After leaving work I realised, at my car, that I no longer had the work keys. I retraced my steps in this very poorly lit area and saw a tiny, slightly denser area of blackness: the keys.
Small problems which could have wasted frustrating hours and hours.
When Mark was painting my house I told him that he had to accomodate the fact that this front window had previously been painted closed, and couldn't be opened.
"No it's not," he said, and used one finger to open the window

So, for 15 years or so, in this area which has quite a high burglary rate, I could have been easily burgled.  But wasn't.
Small mercies.
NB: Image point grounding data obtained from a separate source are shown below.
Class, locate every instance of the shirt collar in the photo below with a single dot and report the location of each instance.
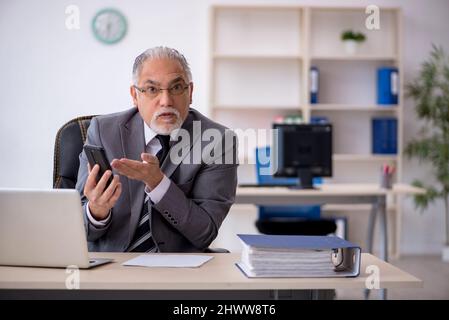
(149, 133)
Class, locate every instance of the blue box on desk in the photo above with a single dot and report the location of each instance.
(387, 85)
(384, 134)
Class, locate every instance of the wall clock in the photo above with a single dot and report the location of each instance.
(109, 26)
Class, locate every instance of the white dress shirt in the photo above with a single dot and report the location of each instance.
(153, 147)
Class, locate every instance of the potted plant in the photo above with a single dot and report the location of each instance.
(430, 92)
(352, 40)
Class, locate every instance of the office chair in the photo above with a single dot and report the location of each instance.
(288, 220)
(68, 146)
(69, 142)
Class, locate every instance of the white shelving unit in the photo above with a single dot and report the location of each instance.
(260, 57)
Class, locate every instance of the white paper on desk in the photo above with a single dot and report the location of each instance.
(168, 260)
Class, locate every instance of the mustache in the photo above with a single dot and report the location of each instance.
(166, 110)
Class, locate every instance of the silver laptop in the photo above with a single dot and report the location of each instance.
(43, 228)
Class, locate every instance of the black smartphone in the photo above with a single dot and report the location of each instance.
(96, 155)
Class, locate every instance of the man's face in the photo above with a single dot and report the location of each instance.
(162, 110)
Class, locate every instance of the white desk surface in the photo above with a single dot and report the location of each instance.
(349, 189)
(220, 273)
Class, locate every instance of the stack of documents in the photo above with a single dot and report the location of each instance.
(298, 256)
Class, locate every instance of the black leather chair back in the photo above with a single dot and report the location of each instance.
(68, 146)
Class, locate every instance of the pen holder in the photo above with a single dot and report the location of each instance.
(386, 180)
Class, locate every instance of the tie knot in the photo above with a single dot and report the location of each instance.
(164, 140)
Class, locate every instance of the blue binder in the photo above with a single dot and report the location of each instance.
(298, 256)
(387, 85)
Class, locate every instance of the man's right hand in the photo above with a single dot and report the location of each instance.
(101, 200)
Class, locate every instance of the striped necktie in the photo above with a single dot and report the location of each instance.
(143, 239)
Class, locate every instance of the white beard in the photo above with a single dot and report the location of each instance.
(165, 129)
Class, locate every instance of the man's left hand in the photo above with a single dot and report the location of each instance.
(147, 171)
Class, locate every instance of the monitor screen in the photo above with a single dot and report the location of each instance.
(303, 150)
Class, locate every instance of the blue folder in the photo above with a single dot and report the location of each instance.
(274, 256)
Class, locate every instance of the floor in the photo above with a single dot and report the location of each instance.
(430, 269)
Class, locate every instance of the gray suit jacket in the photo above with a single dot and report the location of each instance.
(196, 203)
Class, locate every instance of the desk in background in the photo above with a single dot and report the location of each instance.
(217, 279)
(333, 194)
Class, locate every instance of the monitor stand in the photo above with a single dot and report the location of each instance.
(305, 180)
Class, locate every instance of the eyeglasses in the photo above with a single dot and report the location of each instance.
(153, 92)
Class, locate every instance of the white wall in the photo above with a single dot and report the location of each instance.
(49, 75)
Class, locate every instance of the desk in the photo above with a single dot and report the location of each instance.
(333, 194)
(214, 279)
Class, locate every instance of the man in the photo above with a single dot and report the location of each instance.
(148, 207)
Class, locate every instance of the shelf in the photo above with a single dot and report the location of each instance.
(354, 58)
(355, 107)
(257, 107)
(364, 157)
(352, 207)
(345, 158)
(257, 56)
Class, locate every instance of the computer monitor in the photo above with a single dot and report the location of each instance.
(304, 151)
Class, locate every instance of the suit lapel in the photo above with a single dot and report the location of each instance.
(133, 144)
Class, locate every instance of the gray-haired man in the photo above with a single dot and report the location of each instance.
(172, 207)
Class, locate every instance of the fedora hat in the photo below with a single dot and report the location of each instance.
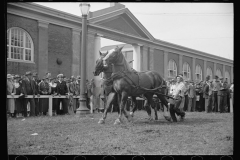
(28, 73)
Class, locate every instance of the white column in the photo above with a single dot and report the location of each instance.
(151, 59)
(165, 65)
(136, 57)
(224, 72)
(180, 64)
(204, 69)
(75, 52)
(214, 69)
(193, 68)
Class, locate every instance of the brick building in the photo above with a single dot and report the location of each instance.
(43, 39)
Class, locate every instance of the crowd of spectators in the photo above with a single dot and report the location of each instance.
(204, 96)
(31, 84)
(209, 95)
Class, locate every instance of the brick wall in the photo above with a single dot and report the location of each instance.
(31, 27)
(59, 46)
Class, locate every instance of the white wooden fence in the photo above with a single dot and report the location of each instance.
(50, 97)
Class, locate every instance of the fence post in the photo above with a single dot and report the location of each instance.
(50, 106)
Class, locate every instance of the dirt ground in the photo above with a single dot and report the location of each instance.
(200, 134)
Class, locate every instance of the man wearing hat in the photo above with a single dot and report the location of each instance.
(10, 91)
(178, 94)
(191, 97)
(28, 86)
(205, 88)
(36, 82)
(216, 86)
(44, 89)
(222, 103)
(61, 90)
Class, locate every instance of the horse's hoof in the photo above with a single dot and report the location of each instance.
(117, 121)
(101, 121)
(168, 119)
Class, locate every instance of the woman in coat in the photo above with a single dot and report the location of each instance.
(10, 91)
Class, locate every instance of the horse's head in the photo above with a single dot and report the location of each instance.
(99, 64)
(112, 56)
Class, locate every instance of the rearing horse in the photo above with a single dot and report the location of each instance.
(127, 82)
(109, 92)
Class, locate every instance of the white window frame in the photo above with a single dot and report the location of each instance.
(198, 73)
(227, 75)
(187, 70)
(209, 73)
(25, 36)
(172, 67)
(219, 73)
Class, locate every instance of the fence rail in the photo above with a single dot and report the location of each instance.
(50, 97)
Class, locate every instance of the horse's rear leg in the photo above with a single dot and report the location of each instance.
(110, 98)
(167, 109)
(147, 106)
Big gratitude.

4 comments:

The Elephant's Child said...

Big mercies. Oh wow. Those events were the sort which can so easily result in totally hellish days. And have you noticed that once a day starts to go wrong it gains momentum on its downward slide?

Relatively Retiring said...

Yes, very large mercies.
Having locked myself out once or twice I now have one of those digital key-safes on an outside wall. All I need now is to remember the security code for it.

Frances said...

Elephant's Child: those events can lead to days that are non-days; just a load of difficulties restoring-us-to-where-we were-before all this rubbish happened days. Wasted days.

Frances said...

I haven't heard of the digital key-safes, RR....I'm not sure that I have confidence in remembering a number for this as well as for the numerous pins, log in details etc.
I think that I have taught myself to be scrupulous about putting keys in their correct, retrievable space. Or, rather, external events have at last taught me this.